Regardless, we had made a commitment to attend & support as well as perform some mele with Aloha UkeStars . https://www.youtube.com/watch?v=MaGxgYIf85U&t=3s
The reason I’m sharing this part of the story, is that this rally was that important to us that we showed up. We showed up in the fullness of our alohamana. That was never in doubt. No-one, apart from one of our fellow uke players knew how we were physically feeling.
It wasn’t about us, it was about being a voice for pono, for what’s right, for taking a stand.
I have heard over my many years, many excuses as to ‘why not’, ‘leave it to others’, stories of mea mea mea. So many missed opportunities when the FUDS (fear, uncertainty, doubt, stress …or other acronym words of your choice) takes over, compromising personal values & ethics to accommodate others, of getting outside the comfort & complacency zone.
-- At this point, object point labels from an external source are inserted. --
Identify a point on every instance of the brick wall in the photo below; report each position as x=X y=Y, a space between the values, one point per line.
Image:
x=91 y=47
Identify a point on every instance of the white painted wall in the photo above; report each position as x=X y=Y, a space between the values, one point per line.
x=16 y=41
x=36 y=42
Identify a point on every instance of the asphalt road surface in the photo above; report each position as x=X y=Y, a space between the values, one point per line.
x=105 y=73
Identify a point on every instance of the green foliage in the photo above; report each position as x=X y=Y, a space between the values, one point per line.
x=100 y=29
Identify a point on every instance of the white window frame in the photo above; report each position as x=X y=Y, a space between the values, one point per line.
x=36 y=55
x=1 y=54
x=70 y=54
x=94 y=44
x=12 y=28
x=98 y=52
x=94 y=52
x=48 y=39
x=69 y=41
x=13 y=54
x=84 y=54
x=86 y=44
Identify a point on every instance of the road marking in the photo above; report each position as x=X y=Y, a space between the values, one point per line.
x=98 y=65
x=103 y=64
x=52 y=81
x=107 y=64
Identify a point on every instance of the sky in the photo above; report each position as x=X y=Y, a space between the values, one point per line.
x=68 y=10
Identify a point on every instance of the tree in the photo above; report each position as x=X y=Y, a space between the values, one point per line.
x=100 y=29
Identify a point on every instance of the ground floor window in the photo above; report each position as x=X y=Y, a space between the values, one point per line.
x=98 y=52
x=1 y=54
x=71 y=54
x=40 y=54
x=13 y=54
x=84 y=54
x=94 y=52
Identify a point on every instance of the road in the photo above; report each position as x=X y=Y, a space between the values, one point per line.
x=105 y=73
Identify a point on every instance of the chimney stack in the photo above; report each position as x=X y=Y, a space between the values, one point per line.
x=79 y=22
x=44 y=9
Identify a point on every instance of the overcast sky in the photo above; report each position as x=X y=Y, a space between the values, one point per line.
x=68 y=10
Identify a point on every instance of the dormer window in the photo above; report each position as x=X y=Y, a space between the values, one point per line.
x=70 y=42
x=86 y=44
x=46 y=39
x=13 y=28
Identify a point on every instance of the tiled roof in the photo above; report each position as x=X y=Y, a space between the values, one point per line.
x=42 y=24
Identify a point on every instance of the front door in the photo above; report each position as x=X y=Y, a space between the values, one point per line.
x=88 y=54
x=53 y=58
IF NOT NOW, WHEN?? It’s time to move past those FUDS & Many Excuses. it’s time to stand up for your Freedom of Speech & Human Rights, whatever that means for you.
Bishop Desmond Tutu said: “If you are neutral in situations of injustice, you have chosen the side of the oppressor. If an elephant has its foot on the tail of a mouse and you say that you are neutral, the mouse will not appreciate your neutrality.”
We must all speak up with aloha, to the elephant for the mouse & remove it’s foot from it’s tail. Whether the metaphoric elephant is unaware it is standing on the mouses tail, or is doing so intentionally, it is our kuleana, our responsibility to speak up.
So, whenever there is an opportunity for you to be a voice for pono, for sacred rights, YOUR human rights, the human rights of others, animal rights, environmental rights, for anything that is important to you…… show up & stand up & be a voice.